Unearthed obtained reported industry data from Rystad Energy and looked at operator production and venting/flaring levels from 2011 through to the present. 

We adopted two widely accepted methods for looking at venting and flaring performance. Firstly, the absolute volume of gas wasted; second, the proportion of gas that a company produces that is wasted. 

Based on this analysis we compiled league tables for each of the major basins for the period 2011-2018 and for the 12 months up to March 2019 – both in absolute and percentage terms. We also did this for all three basins combined. 

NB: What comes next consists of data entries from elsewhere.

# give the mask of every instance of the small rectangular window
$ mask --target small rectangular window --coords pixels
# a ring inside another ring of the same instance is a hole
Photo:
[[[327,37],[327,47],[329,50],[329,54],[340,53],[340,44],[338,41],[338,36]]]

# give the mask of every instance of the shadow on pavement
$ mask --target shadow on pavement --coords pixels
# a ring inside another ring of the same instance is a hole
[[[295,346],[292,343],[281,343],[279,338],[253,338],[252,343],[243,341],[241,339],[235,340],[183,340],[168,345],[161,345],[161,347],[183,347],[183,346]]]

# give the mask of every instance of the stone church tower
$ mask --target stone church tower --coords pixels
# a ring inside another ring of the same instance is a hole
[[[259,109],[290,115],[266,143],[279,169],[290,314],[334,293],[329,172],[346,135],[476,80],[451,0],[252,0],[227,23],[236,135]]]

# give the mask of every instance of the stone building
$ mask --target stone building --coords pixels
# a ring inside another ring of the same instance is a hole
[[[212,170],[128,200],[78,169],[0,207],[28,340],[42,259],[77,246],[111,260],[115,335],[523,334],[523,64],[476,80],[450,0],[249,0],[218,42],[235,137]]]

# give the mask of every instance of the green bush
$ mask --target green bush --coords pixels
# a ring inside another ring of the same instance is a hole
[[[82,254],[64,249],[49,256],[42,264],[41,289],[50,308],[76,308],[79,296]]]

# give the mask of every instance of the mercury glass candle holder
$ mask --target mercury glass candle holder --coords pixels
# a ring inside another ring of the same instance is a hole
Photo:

The data revealed particular concerns for BP and Exxon in the Permian basin and, in the case of Exxon, the Bakken field. Neither oil major flared a significant percentage of gas in the Eagle Ford basin, where overall flaring and venting numbers are much lower. 

We estimated the overall greenhouse gas emissions resulted from the 369 billion cubic feet of gas that was wasted across the three basins based on an estimate that 92% of it was flared and 8% vented. This is based on Rystad Energy data for the New Mexico portion of the Permian, where the state regulator requires the breakdown between venting and flaring to be reported by oil companies.

Rystad said that last year an average of 8% of waste gas was vented across the basin and there is no reason to think this figure is any different across the Texas portion of the Permian basin. Given the lack of any venting data for North Dakota, we applied the 8% figure across the three basins to calculate the overall climate impact.

A version of this story was also published in the New York Times.